How to install CUDA 10.1 can be found here: https://developer.nvidia.com/cuda-10.1-download-archive-base

How to install PyTorch can be found here: https://pytorch.org/

Afer installed above package, follow the instructions below to install detectron2:
```
$   git clone https://github.com/facebookresearch/detectron2.git
$   git checkout 8e3effc
$   python -m pip install -e detectron2
```
### Install Document-Layout-Analysis
Follow the instructions below:
```
$   git clone -b dev https://github.com/Wild-Rift/Document-Layout-Analysis.git
$   cd Document-Layout-Analysis
```

## Train
### Dataset

We use [IBM Publaynet](https://developer.ibm.com/technologies/artificial-intelligence/data/publaynet/) dataset for training and testing.

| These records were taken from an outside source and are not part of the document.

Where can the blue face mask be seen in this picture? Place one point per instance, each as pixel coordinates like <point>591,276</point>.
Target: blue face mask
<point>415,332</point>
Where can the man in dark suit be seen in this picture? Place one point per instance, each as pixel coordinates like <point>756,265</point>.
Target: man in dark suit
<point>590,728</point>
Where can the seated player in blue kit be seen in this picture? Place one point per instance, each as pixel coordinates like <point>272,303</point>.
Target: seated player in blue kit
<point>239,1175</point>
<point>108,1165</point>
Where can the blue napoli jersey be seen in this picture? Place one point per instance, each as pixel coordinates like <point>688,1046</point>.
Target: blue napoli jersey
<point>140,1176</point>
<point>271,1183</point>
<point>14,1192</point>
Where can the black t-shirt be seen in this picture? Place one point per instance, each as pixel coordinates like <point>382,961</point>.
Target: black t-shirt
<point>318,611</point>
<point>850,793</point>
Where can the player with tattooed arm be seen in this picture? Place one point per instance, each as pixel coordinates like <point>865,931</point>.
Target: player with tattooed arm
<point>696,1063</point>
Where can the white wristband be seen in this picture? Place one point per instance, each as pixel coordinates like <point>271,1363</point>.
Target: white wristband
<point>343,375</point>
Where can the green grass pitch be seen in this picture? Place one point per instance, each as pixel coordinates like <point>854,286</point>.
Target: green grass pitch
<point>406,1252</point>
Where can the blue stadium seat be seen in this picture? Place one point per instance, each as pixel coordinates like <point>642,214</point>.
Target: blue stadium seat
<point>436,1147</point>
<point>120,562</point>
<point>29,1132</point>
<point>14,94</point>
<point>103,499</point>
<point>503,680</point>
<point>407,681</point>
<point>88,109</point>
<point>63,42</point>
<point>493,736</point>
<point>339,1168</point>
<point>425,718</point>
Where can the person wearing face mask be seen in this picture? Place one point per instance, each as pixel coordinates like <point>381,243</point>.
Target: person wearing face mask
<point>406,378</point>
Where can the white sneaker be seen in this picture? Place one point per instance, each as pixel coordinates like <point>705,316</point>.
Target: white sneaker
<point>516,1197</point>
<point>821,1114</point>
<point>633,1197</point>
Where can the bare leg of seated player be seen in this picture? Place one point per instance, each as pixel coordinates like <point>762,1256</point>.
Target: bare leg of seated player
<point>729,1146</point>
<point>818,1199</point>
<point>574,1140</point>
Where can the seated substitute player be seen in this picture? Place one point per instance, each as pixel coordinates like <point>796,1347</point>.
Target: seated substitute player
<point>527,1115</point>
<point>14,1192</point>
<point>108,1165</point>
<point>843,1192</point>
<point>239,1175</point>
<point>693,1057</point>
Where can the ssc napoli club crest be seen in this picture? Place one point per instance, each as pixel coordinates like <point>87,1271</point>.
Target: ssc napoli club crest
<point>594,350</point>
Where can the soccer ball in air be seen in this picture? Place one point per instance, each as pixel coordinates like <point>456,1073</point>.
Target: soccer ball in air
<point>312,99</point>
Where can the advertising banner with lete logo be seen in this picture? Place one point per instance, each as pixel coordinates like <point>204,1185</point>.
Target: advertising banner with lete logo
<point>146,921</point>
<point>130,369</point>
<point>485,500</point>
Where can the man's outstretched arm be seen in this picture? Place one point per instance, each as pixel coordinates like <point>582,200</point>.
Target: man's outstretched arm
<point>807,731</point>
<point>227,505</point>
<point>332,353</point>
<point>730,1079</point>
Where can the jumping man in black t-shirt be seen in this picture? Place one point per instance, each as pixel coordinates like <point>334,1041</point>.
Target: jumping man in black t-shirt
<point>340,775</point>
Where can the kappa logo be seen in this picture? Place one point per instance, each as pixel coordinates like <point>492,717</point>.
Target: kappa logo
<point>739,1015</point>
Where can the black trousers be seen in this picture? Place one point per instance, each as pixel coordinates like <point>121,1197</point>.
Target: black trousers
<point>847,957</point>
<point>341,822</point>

It includes 358,353 images, 335,703 training images, 11,245 validation images and 11,405 test images. The category-id label mapping of this dataset is: 
| Category id | Label |
| :---: | :--- |
| 1 | Text |
| 2 | Title |
| 3 | List |
| 4 | Table |
| 5 | Figure |

After download and extract dataset, please put it in ```datasets``` directory. The directories should be arranged like this:

    root
    ├── mmdet
    ├── tools
    ├── configs
    ├── output
    │   ├──...
    │
    ├── datasets
    │   ├── publaynet
    │   │   ├── test/
    │   │   ├── train/
    │   │   ├── val/
    │   │   ├── train.json
    │   │   ├── val.json

### Training
Document-Layout-Analysis support training on two models: Faster-RCNN and Mask-RCNN

```
$   CONFIG_FILE='configs/faster_rcnn_R_101_FPN_3x.yaml'      # if use Faster-RCNN model
$   CONFIG_FILE='configs/mask_rcnn_R_101_FPN_3x.yaml'        # if use Mask-RCNN model
```
If you want to inspect model's structures, go to ```configs``` directory

If you want to training on 8 GPU, run:
```
$   python train.py --num-gpus 8 --config-file CONFIG_FILE
```
If you want to training on 1 GPU, you may need to [change some parameters](https://arxiv.org/abs/1706.02677), run:
```
$   python train.py --num-gpus 1 \
    --config-file CONFIG_FILE \
    SOLVER.IMS_PER_BATCH 2 SOLVER.BASE_LR 0.0025
```
Checkpoints of model will be store in ```output``` directory after each epoch.